I thought I would write down my pearls of wisdom, such as they are, while they are still fresh in my mind, for others who are interested in doing their own kitchen reno. Mine has been thoroughly enjoyable and I wish you the very best of luck for yours.
First of all, I was impressed by the quality of the IKEA components. Everything had a nice solid feel and went together really well, without gaps or problems with the fit. The drawers, for instance, are absolutely sturdy and well made, and will easily take a load of heavy crockery or whatever else you are going to put in them. Ask me again after 10 years of wear, but so far the quality seems excellent. The design and engineering are really good, and a whole lot of thought has been put into every little aspect. Because so many other people have installed IKEA kitchens, there is a plethora of help and advice via google and YouTube to draw on. Make as much use of it as you can, it really makes the job easier.
Because we installed the kitchen ourselves, we could adjust our design as we went along and that was really valuable. Just be sure you keep all your dockets in a safe place, because if you need to exchange anything you will need them. We exchanged some cupboards for smaller and/or deeper, one door to a different colour because we were given the wrong one, changed the handles to a different style etc. Knowing where to find your dockets is also important if there is a problem with something later on. A friend of mine had her oven break down after a couple of years, and because she could not find her dockets she could not get it replaced for free. I put mine into an envelope and filed them in a safe place, so if I need to claim on my 25 year warranty I hopefully will be able to do so.
When your items are delivered, it is important to count the number of packages. I was not prepared and fluffed that rather miserably. In my defence, there were 130 flatpacks, plus handles, hinges and other small pieces, 189 individual items in all and they kept coming, some in bundles where you could not see how many there were. Once delivered and crammed into a small space they were impossible to count, so I just made sure all the expensive bits were there. Thankfully we were only short of two packets of legs, $10 in total, but that is just as well. You get 7 days to claim for missing items, and when I tried claiming a couple of days outside this period, because that was when I discovered the problem, they completely ignored me. I am not prepared to fuss over $10, but if it was more serious I don’t know how it would have gone. That said, I thought at various points that something was missing, only to find it later. Easy to do with 189 pieces.
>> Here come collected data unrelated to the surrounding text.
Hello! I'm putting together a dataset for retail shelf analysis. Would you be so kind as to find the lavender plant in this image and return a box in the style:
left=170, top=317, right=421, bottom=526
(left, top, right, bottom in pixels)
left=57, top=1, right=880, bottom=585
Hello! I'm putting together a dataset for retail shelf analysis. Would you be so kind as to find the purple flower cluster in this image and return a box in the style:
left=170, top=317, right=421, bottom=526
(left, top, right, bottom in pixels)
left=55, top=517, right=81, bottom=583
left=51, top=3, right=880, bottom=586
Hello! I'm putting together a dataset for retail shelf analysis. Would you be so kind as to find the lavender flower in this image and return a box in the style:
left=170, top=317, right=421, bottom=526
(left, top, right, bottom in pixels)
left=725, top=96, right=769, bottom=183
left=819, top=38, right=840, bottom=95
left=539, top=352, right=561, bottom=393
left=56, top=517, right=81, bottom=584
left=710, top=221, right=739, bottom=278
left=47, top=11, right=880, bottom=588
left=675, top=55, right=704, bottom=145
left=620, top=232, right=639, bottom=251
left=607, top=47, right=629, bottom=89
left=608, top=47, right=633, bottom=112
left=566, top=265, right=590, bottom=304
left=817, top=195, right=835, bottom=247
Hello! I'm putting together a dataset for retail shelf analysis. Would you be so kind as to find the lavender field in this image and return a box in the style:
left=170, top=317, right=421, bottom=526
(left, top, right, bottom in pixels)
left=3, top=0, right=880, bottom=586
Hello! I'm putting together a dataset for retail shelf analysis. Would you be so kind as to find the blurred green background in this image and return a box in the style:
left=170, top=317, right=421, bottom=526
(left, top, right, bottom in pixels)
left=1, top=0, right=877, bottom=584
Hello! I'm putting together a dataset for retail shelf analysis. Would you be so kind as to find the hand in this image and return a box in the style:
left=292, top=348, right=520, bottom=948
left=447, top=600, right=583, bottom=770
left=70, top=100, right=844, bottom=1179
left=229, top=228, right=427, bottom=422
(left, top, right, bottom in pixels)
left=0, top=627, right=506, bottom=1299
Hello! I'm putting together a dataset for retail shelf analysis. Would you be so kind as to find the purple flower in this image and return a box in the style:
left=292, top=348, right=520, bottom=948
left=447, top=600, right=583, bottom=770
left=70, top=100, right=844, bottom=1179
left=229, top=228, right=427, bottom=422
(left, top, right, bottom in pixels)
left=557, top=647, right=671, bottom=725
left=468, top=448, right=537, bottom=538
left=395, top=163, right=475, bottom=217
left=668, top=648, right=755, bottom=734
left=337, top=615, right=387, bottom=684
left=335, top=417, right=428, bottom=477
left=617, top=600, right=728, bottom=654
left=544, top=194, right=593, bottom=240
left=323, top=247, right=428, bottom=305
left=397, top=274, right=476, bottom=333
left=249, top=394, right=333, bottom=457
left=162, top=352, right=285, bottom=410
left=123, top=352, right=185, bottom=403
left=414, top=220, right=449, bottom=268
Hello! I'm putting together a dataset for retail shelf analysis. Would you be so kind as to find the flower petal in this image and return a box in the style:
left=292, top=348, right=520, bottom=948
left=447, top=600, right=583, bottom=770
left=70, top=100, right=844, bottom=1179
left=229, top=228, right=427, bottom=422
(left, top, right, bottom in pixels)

Keep the paperwork the kitchen designer gives you that lists all the cupboards with their components. If you lose it, you are toast! Impossible to know what goes with what without it. I referred to it constantly for all sorts of things, like codes to find the right package in the pile or what type of hinges went with a particular door. It is your bible, keep it where you can find it!
Putting the cupboards together is easy and does not require any particular carpentry or DIY skills. But you need to read your instructions really carefully and completely. If you don’t understand something, take the time to research online and puzzle it out before you go ahead. Skimp on that and you will ultimately waste time having to undo and redo things. IKEA has tested and refined their instructions over many years, so if something seems silly, assume that you misunderstood, not that they are idiots. I know I sound as if I am on their payroll, but believe me, I’m just a satisfied customer.
Cutting the holes into the sink and benchtops is in a different league to putting together a cupboard. The former does require some skill and knowledge of tools, and a familiarity with carpentry. If you are a total novice, get someone else to do it or buy custom made. Or approach with extreme caution, read everything you can find online and watch all the videos. Be prepared for a challenging job.
All that said, don’t sweat the small stuff. We did make mistakes, but none of them mattered in the end. The small crack in the worktop behind the sink that gave me conniptions cannot be seen unless you specifically look for it, and the same is true for assorted other little oopsies. Probably the biggest mistake we made was the raw material we used for our display shelves. Too lazy to make the 3 hour round trip to IKEA, we bought melamine shelving from the local hardware store. When it was installed we were horrified to notice that the white of the melamine was quite different from the IKEA white. We fully intended to rectify this with proper IKEA shelves, but when we put all our display items on the shelves to see what it would look like, we were amazed to find that the colour difference disappeared. The eye was completely captured by what was ON the shelves, and the shelves themselves became background, totally unnoticed.
Timewise, while the cupboards go together quickly, the finishing takes much longer than you would expect. I would even go as far as to say that 90% of the work will be done in 50% of the total time. The last 10% will take the other half. So if you are planning to finish for Christmas Day, or that huge birthday bash for your darling spouse, be warned. On the other hand, a kitchen that is 90% finished will probably be fully functional, just not ready to be shown off in all its glory to your admiring guests.
So, can I recommend the experience? I can. Would I do it again? Absolutely!